Online Program

326018
Evaluation of statistical methods for differential expression analysis of RNA-seq data with paired data design


Tuesday, November 3, 2015 : 4:45 p.m. - 5:00 p.m.

Fang Qiu, Department of Biostatistics, Unviersity of Nebraska Medical Center, Omaha, NE
Fang Yu, PhD, Department of Biostatistics, University of Nebraska Medical Center, Omaha, NE
Jane Meza, PhD, Department of Biostatistics, University of Nebraska Medical Center, Omaha, NE
Background: Recently, next generation sequencing has emerged as a powerful tool for gene expression profiling. Previous comparisons of statistical methods for RNA-seq data analysis were focused on data with two independent conditions. However, more complex experimental designs such as paired-data design are very common in RNA-seq experiments. Timely evaluations of innovative statistical methods for RNA-seq data with paired design are important and necessary in practical applications.

Methods: We assess the performance of six statistical methods including edgeR, DEseq, SAMseq, pairedBayes, baySeq, and TSPM for identifying differentially expressed (DE) genes from RNA-seq data with paired design. Via simulation studies with different sample sizes, competing methods are evaluated based on their classification accuracy via mean receiver operating characteristic (ROC) curves, predictive power via plot between positive predictive value (PPV) and 1- negative predictive value (1-NPV), and ability of controlling false discovery rate (FDR).

Results: Based on the ROC and predictive power curves, edgeR and DEseq perform well under all settings when compared to other methods. Additionally, Bayseq works well when sample size is small (n=3), and TSPM and SAMseq perform well under other settings with larger sample size. baySeq well controls the FDR under all settings while pairedBayes selects largest number of DE genes and has the worst FDR control. DESeq, SAMseq, and TSPM methods controls FDR better for studies with a large sample size (n=10).

Conclusions: Our results are useful in guiding the choice of statistical methods in detecting DE genes of RNA-seq data with a paired design.

Learning Areas:

Biostatistics, economics
Conduct evaluation related to programs, research, and other areas of practice

Learning Objectives:
Evaluate statistical methods for differential expression analysis of RNA-seq data with paired data design

Keyword(s): Biostatistics

Presenting author's disclosure statement:

Qualified on the content I am responsible for because: I participate in simulation study design, data analysis and draft the abstract.
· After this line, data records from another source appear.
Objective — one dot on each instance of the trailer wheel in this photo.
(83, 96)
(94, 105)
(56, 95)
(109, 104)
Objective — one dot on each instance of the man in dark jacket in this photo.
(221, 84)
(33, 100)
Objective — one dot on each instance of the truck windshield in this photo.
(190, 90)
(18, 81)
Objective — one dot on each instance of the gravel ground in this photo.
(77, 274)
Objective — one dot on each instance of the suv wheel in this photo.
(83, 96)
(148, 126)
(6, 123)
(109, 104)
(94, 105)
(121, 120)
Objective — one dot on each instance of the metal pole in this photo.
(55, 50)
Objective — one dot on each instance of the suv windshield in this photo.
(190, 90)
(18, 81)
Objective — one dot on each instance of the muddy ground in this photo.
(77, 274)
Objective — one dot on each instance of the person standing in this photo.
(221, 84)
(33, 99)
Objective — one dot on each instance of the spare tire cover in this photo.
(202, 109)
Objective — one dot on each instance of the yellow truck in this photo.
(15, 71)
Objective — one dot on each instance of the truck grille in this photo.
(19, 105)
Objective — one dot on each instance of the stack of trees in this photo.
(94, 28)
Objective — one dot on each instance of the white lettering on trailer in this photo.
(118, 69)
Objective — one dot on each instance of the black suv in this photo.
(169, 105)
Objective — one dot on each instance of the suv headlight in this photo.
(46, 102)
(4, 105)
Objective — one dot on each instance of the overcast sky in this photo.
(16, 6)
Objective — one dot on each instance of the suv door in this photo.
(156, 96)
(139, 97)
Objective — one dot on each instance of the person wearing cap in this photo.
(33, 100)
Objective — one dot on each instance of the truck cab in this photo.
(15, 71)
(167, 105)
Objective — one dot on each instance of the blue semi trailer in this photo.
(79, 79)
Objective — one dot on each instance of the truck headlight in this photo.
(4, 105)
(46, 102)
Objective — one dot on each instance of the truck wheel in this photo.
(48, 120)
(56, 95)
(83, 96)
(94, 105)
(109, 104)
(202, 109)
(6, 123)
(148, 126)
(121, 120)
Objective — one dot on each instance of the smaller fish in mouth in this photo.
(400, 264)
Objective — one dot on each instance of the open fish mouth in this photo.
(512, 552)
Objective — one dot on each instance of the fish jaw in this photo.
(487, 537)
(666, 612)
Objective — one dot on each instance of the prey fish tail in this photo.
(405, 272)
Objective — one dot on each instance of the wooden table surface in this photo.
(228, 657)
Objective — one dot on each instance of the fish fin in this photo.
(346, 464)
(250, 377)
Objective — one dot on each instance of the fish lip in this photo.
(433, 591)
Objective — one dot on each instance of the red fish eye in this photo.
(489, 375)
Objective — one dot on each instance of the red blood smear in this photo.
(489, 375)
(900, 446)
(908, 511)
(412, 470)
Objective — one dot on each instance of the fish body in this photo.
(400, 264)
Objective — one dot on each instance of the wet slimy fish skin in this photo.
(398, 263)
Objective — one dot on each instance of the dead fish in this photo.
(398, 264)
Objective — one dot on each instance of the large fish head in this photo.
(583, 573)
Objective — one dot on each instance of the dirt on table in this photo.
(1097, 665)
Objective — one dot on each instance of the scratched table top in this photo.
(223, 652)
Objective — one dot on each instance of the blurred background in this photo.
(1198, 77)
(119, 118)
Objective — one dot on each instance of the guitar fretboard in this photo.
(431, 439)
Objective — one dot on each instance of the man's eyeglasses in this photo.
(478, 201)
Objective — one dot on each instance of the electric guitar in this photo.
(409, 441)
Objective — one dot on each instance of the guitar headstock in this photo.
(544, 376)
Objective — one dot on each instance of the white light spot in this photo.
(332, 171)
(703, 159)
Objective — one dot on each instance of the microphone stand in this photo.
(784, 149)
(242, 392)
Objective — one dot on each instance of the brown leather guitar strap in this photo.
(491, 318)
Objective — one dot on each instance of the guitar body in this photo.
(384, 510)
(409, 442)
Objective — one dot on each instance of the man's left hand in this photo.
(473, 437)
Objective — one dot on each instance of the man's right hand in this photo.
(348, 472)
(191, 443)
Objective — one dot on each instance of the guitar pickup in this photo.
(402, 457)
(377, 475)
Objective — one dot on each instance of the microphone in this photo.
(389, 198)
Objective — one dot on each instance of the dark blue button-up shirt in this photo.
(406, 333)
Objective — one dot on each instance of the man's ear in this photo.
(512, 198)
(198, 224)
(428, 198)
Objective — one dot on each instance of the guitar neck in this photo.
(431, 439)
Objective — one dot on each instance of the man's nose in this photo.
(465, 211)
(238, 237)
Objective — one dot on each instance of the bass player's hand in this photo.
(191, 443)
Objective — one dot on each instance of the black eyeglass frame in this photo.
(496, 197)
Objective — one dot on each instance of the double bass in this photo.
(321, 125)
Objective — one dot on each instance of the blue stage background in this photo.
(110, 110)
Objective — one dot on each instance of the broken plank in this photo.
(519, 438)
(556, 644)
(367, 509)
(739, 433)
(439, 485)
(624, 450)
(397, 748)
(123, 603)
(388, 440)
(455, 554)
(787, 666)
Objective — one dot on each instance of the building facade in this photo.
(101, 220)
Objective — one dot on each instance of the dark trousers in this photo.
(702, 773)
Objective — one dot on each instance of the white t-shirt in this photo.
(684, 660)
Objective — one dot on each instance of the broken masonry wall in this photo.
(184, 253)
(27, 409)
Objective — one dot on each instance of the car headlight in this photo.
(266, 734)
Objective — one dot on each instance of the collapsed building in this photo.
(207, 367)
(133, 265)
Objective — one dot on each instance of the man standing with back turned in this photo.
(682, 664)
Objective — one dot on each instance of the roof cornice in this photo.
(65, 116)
I am a co-author of articles published on the following topics: DNA sequence-based "bar codes" for tracking the origins of expressed sequence tags from a maize cDNA library; Laser-capture microdissection, a tool for the global analysis of gene expression in specific plant cell types; Greedy Closure Genetic Algorithms; use of DNA microarrays for the developmental expression analysis of cDNAs.
Any relevant financial relationships? No

I agree to comply with the American Public Health Association Conflict of Interest and Commercial Support Guidelines, and to disclose to the participants any off-label or experimental uses of a commercial product or service discussed in my presentation.